Ahora nos alejamos con lentitud, nos desplazamos con cautela y tomamos distancia
prudencial. Comienzan a vislumbrarse los agrupamientos de polvo, de tierra, de piel –
coreogeografía enviscada–, las concrescencias materiales que ya no se calzan la abstracción.
Las líneas comienzan a trazar contornos distinguibles, formaciones concretas, yertos sedimentos
que serán moldes a reproducir, dibujos de acumulada escarcha. La materia, a distancia, es tan
lenta o tan veloz que parece inmóvil.
En algún lugar del torbellino creemos percibir un rostro, más allá un objeto, un signo,
un individuo. El vivo tembladeral parece desaparecer, se intuye el nacimiento de una
estabilidad. Algo como un diseño reconocible emerge y compone el contrapunto de una mirada.
Instante de alumbramiento de todas las formas posibles. Lejos está ya la ebullición material: el
paisaje ahora inteligible parece exento de rugosidades. Nada preocupa a los habitantes de estos
espacios fijos, inmersos en sus asuntos de estado y sus intereses comunicacionales. A veces un
desliz los agita, un tris los indispone, pero el arduamente forjado ejercicio del hábito rinde sus
frutos y cualquier hiato acósmico que les socave la creencia es asignado inmediatamente a un
tipificado reflejo imaginario, mientras se jura con la mano apoyada sobre el Manual de
Psiquiatría y Buen Sentido.
De esa edad –tan segura de sí misma– nos corremos ahora de un salto, porque ya
relinchan las junturas, mientras en los pegoteos liminares, elásticos, de la arquitectura natural
crecen bosques de vapor, ingrávidos nidos de brujería: el prodigio de las lindes. Vibra el nodo
de la mixtura: gimnásticas delicias y atavíos se desprenden, incorporales, de la irreductible
hipertelia del relámpago.

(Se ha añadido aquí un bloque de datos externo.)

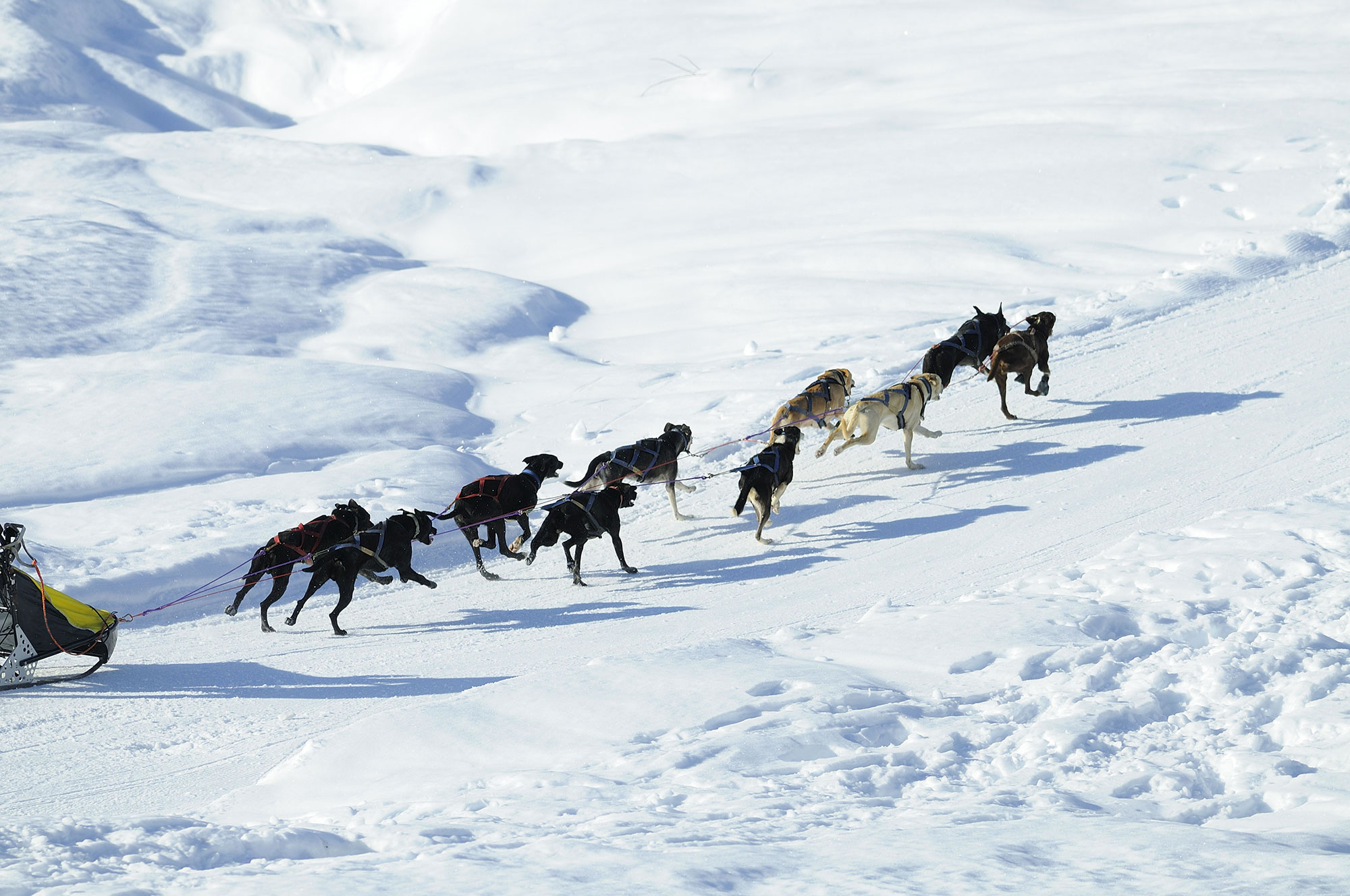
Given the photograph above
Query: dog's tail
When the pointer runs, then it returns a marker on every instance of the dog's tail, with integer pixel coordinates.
(740, 503)
(591, 472)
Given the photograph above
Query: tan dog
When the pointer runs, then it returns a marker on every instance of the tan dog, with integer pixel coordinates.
(819, 403)
(888, 408)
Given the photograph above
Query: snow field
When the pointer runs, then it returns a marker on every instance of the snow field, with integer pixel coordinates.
(1098, 650)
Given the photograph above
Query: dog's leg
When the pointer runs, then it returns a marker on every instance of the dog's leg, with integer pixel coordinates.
(472, 534)
(1028, 381)
(619, 553)
(522, 539)
(670, 493)
(1001, 376)
(577, 563)
(317, 581)
(369, 576)
(256, 571)
(408, 574)
(740, 500)
(345, 589)
(909, 458)
(835, 434)
(762, 512)
(280, 578)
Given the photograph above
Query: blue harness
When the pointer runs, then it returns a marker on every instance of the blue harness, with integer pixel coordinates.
(770, 461)
(959, 341)
(904, 389)
(584, 501)
(646, 454)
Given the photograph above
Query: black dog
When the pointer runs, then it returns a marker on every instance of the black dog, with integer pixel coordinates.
(970, 346)
(647, 461)
(585, 516)
(388, 547)
(1021, 353)
(288, 549)
(767, 476)
(495, 500)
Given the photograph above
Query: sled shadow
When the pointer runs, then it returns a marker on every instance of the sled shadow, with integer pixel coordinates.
(1021, 459)
(246, 679)
(1172, 407)
(539, 619)
(853, 532)
(781, 559)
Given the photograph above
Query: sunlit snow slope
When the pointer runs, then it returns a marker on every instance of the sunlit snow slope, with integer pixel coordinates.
(261, 257)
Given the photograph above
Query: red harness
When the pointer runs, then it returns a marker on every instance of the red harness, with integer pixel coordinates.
(311, 536)
(488, 488)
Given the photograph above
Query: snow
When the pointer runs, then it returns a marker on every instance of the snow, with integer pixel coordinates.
(265, 257)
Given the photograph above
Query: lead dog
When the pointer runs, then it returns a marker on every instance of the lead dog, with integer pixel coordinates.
(389, 546)
(897, 407)
(584, 516)
(970, 346)
(495, 500)
(819, 403)
(767, 477)
(646, 461)
(1020, 353)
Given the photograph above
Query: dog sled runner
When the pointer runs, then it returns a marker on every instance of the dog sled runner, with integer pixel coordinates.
(40, 624)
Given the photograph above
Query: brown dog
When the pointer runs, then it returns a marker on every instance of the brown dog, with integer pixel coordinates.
(1020, 353)
(823, 401)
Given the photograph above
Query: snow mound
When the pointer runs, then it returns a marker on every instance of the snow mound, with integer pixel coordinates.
(102, 63)
(437, 316)
(75, 852)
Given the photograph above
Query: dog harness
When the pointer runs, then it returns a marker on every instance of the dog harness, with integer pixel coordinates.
(772, 461)
(904, 389)
(959, 341)
(310, 536)
(811, 392)
(356, 543)
(584, 501)
(380, 543)
(642, 457)
(492, 488)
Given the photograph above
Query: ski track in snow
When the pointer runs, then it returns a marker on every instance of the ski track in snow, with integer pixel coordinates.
(1102, 647)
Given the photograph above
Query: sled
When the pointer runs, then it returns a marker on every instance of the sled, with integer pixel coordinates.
(40, 624)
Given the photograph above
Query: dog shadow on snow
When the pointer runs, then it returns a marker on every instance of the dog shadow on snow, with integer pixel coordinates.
(1148, 411)
(537, 617)
(998, 462)
(249, 679)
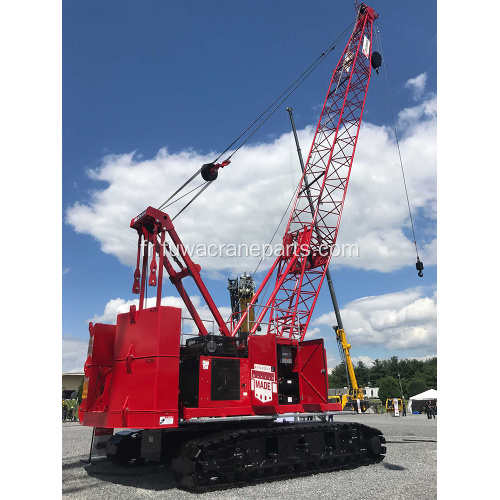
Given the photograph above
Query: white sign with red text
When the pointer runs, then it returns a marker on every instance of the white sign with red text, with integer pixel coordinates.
(263, 382)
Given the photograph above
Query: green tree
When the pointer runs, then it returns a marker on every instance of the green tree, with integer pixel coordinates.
(388, 387)
(416, 386)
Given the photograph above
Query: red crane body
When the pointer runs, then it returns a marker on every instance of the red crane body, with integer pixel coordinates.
(139, 373)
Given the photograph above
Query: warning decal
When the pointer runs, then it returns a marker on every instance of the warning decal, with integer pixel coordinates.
(263, 382)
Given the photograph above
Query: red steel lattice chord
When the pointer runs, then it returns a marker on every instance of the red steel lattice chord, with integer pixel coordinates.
(312, 229)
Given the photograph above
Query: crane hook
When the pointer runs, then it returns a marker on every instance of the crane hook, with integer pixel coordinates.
(420, 267)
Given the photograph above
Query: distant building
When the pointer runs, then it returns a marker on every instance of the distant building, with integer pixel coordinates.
(369, 392)
(71, 382)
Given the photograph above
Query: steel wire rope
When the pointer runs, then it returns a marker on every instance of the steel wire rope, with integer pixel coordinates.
(299, 79)
(180, 197)
(313, 65)
(397, 141)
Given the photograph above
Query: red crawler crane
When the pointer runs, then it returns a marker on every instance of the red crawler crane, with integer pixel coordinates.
(211, 404)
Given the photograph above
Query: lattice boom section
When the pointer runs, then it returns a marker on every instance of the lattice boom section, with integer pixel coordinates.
(320, 199)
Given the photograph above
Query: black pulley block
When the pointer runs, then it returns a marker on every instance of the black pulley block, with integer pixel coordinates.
(206, 172)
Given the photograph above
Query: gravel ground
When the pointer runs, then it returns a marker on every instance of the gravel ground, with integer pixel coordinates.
(408, 469)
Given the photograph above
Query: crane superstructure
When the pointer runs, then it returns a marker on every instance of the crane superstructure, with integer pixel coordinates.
(211, 404)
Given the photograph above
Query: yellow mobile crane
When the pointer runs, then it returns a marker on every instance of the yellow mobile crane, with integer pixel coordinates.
(349, 401)
(355, 393)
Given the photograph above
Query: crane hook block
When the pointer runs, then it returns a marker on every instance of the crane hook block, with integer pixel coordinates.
(210, 171)
(376, 61)
(420, 267)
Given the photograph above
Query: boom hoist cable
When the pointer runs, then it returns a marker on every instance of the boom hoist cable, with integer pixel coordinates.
(209, 171)
(419, 264)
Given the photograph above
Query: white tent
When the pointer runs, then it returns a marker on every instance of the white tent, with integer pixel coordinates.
(424, 396)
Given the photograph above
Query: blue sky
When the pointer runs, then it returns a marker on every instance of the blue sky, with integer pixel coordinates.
(185, 78)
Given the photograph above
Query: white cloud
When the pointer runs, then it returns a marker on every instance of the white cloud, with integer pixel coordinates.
(417, 85)
(246, 203)
(74, 354)
(120, 306)
(401, 320)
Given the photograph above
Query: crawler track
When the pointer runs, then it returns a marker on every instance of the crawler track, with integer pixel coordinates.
(233, 458)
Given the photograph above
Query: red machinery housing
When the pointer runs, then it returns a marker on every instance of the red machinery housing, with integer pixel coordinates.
(156, 381)
(141, 374)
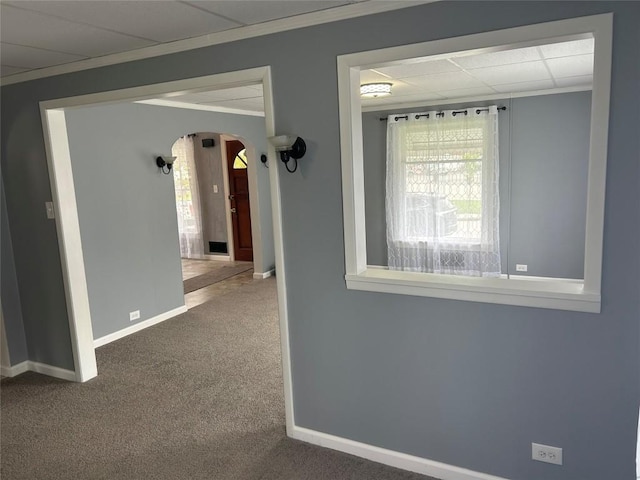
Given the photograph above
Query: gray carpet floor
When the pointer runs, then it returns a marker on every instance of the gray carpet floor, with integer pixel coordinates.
(196, 397)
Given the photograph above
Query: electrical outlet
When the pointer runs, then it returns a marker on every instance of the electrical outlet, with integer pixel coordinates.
(545, 453)
(50, 211)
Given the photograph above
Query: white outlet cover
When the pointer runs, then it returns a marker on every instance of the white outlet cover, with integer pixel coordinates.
(546, 453)
(50, 211)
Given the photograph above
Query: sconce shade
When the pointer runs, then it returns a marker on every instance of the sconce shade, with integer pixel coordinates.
(289, 146)
(165, 163)
(373, 90)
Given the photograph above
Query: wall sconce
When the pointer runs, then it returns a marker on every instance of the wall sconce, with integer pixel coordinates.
(165, 162)
(289, 146)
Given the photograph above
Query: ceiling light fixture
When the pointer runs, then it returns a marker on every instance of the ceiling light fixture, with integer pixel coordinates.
(374, 90)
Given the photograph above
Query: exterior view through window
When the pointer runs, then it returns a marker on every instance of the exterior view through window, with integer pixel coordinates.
(442, 196)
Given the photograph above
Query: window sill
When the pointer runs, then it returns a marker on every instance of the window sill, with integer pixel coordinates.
(547, 293)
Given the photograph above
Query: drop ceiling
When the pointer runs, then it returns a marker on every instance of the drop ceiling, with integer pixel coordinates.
(562, 66)
(43, 33)
(38, 34)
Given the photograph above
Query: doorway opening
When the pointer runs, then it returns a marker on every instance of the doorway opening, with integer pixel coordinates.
(67, 219)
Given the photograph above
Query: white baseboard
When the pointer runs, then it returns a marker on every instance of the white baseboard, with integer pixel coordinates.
(43, 368)
(403, 461)
(12, 371)
(52, 371)
(262, 276)
(218, 258)
(112, 337)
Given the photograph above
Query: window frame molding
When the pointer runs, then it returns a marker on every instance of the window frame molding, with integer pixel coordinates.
(583, 296)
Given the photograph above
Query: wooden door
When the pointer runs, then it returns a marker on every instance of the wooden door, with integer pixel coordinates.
(239, 200)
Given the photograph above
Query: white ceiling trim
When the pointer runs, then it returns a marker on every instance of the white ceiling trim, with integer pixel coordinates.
(240, 33)
(197, 106)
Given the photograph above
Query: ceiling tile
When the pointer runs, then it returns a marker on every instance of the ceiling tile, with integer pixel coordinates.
(506, 57)
(263, 11)
(571, 66)
(441, 81)
(524, 86)
(29, 57)
(566, 49)
(21, 27)
(466, 92)
(10, 70)
(369, 76)
(519, 72)
(421, 68)
(160, 21)
(579, 81)
(418, 98)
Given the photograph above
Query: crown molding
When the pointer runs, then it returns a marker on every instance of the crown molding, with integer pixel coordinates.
(232, 35)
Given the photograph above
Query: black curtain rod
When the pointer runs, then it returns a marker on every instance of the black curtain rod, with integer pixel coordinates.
(440, 114)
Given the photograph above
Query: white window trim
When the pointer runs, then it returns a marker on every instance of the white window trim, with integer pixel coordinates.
(549, 293)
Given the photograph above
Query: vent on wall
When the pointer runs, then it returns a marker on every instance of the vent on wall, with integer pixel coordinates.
(218, 247)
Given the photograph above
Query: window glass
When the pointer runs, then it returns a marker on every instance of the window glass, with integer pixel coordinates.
(240, 162)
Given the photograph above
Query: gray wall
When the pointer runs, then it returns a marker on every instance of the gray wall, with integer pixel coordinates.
(209, 167)
(544, 155)
(11, 309)
(464, 383)
(127, 207)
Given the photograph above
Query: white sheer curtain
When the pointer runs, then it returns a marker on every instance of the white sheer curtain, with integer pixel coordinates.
(187, 199)
(442, 201)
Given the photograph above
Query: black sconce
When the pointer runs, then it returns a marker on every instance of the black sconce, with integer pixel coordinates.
(165, 163)
(289, 146)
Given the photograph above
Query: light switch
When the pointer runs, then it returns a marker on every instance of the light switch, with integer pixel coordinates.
(50, 212)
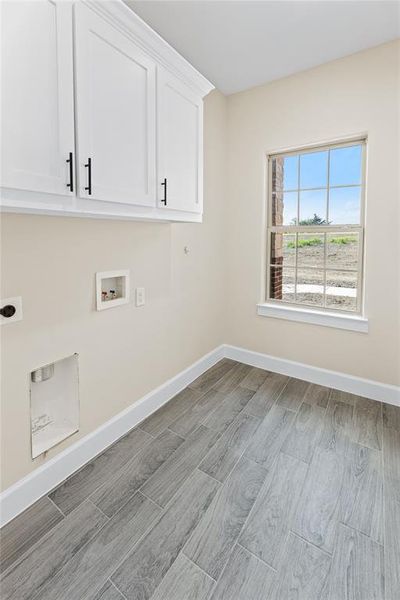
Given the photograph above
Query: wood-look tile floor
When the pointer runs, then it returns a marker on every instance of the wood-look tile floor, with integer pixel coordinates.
(247, 485)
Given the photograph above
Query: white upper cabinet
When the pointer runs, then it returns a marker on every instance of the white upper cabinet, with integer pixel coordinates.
(180, 137)
(37, 116)
(115, 107)
(100, 116)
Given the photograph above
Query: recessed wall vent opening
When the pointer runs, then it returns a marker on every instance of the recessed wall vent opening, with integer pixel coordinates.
(54, 403)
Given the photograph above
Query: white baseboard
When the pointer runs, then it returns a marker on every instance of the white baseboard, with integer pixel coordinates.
(340, 381)
(26, 491)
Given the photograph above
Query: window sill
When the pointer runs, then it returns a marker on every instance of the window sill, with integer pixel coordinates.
(304, 315)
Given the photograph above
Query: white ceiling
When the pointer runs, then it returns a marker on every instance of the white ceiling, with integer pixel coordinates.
(240, 44)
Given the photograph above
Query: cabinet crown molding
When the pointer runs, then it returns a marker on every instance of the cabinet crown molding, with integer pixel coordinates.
(131, 25)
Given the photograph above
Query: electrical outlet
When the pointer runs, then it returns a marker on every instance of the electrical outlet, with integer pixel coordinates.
(140, 297)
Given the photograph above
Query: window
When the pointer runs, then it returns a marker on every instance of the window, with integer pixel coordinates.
(315, 227)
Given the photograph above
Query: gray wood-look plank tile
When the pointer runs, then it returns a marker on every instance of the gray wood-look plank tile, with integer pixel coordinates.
(367, 426)
(142, 571)
(83, 483)
(303, 573)
(194, 416)
(391, 446)
(184, 581)
(391, 416)
(208, 379)
(270, 436)
(357, 571)
(226, 452)
(225, 413)
(338, 426)
(267, 528)
(211, 543)
(26, 529)
(170, 476)
(392, 548)
(346, 397)
(317, 395)
(109, 592)
(232, 378)
(111, 496)
(319, 505)
(266, 395)
(168, 413)
(265, 482)
(244, 578)
(255, 378)
(293, 393)
(91, 567)
(25, 578)
(306, 432)
(362, 492)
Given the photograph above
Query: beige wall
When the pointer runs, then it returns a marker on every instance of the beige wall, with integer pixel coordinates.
(196, 302)
(353, 95)
(127, 351)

Porque entre el cielo y la tierra, el manjar ondulatorio de las fuerzas se
escande en ráfagas de origen incierto, arabescos de lo efímero, mientras los brujos aprenden a
libar del calor inhumano de sus fiebres (lateral digestión de las fieras y las liebres).”

Juan Salzano, “La conspiración pneumática”, prólogo al libro: Nosotros, los brujos (2008).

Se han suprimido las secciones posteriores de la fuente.